Eu estou jogando? As lutas contra os chefes são um problema. Elas não podem ser evitadas, o que faz sentido, e contam com uma das mecânicas mais perturbantes do jogo. Quando você e seu inimigo, que podem ser uma versão medieval de Shadow ou Knuckles, se enfrentam, existe a possibilidade de desferirem ataques simultaneamente, ocasionando um duelo que é resolvido através de um minigame.

Para obter sucesso neste jogo de contexto, tudo o que se deve fazer é sacudir o Wii Remote quando a instrução aparecer na tela. O problema é que a resposta do controle não é das melhores, e se a ação for realizada alguns segundos antes, ou após, a aparição da instrução, seu inimigo triunfa. Na prática, tudo fica realmente complicado, acredite.

A batalha contra o chefe final nos obrigou a decorar o tempo exato de cada instrução, pois, visualmente, era uma tarefa quase impossível. São necessárias apenas duas sequencias de golpes para derrotá-lo, mas é comum errar devido ao péssimo sistema impreciso de combate.

Ranking fora do normal


No final de cada fase, o jogo apresenta sua classificação num ranking de até cinco estrelas. Contudo, isto é realmente confuso. Você termina o nível, confere sua classificação e não faz a mínima idéia do que gerou suas meras duas estrelas. O game simplesmente não explica como funciona o ranking, mas estas estrelas são fundamentais para que você suba de nível.

Há ainda alguns leves traços do gênero RPG. Um exemplo são os itens encontrados durante sua jornada, que devem ser identificados ao final de cada nível e podem ser utilizados por Sonic, fornecendo diversos aprimoramentos. Você também pode alterar seu estilo, pendendo mais para a velocidade ou agressão, mas isto não oferece um impacto significativo na jogabilidade.

Mantenha a espada na bainha


Pelo menos o jogo é bonito Felizmente, nos gráficos, Sonic arrasa. Sonic and the Black Knight é, sem dúvidas, um dos games mais belos do Nintendo Wii. Texturas de boa qualidade e diversos efeitos, como movimentação da vegetação, luzes e outros, compõem um game belíssimo, que quase desvirtua a atenção do jogador. Ao menos, você será um espectador feliz.

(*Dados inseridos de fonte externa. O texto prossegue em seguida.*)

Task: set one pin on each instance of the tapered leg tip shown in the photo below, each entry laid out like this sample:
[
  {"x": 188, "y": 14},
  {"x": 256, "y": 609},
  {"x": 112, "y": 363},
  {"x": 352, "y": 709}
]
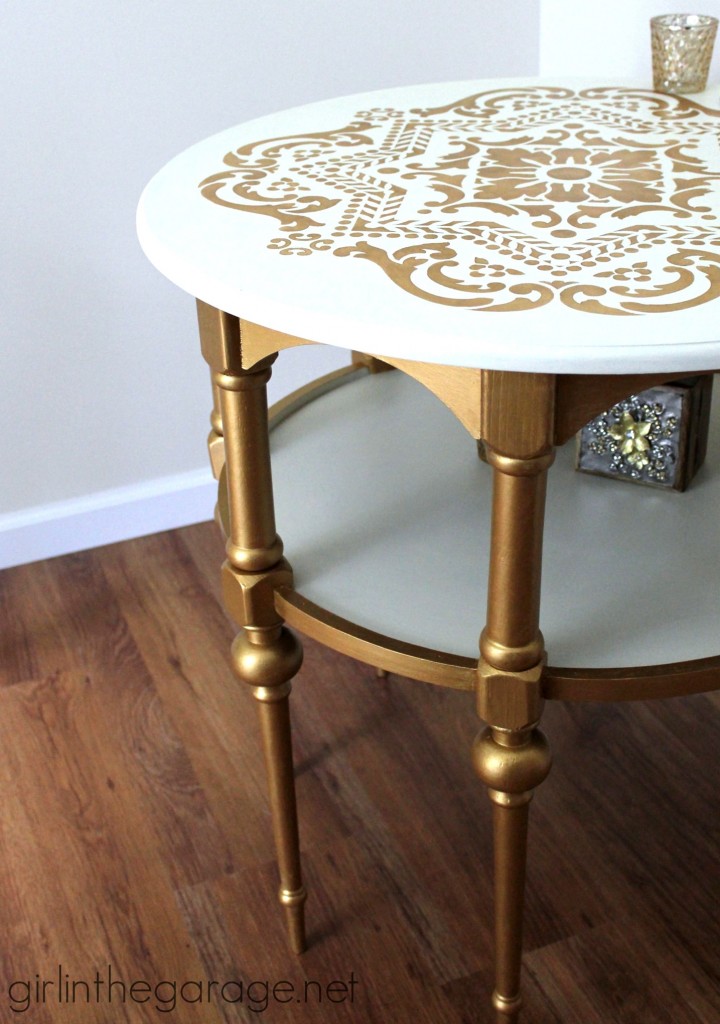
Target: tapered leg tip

O áudio também não deixa a desejar. Sonic conta com seus famosos traços de “jovem descontraído” em sua voz, algo que já vem acontecendo desde a época do saudoso DreamCast. A trilha sonora é decente, com faixas regadas por guitarras contrastando com trilhas clássicas.

Mas, fora o modo para um só jogador, há também o multiplayer local, que permite que até quatro jogadores embarquem em diversos minigames em arenas pequenas. Infelizmente, este modo não é muito atraente, devido à sua simplicidade e falta de recursos. É possível também competir em uma seleção de eventos em partidas ranqueadas para que sua pontuação seja postada em um ranking global.

Com a chegada de Sonic and The Black Knight, temos novamente a sensação de que a era dourada do ouriço está longe de retornar. A jogabilidade tenebrosa do game atrapalha completamente a diversão do jogo, assim como os terríveis combates ocasionais que pausam toda a ação. A espada deveria ter ficado na bainha, e Sonic podia, finalmente, retornar às origens. Mas não foi desta vez.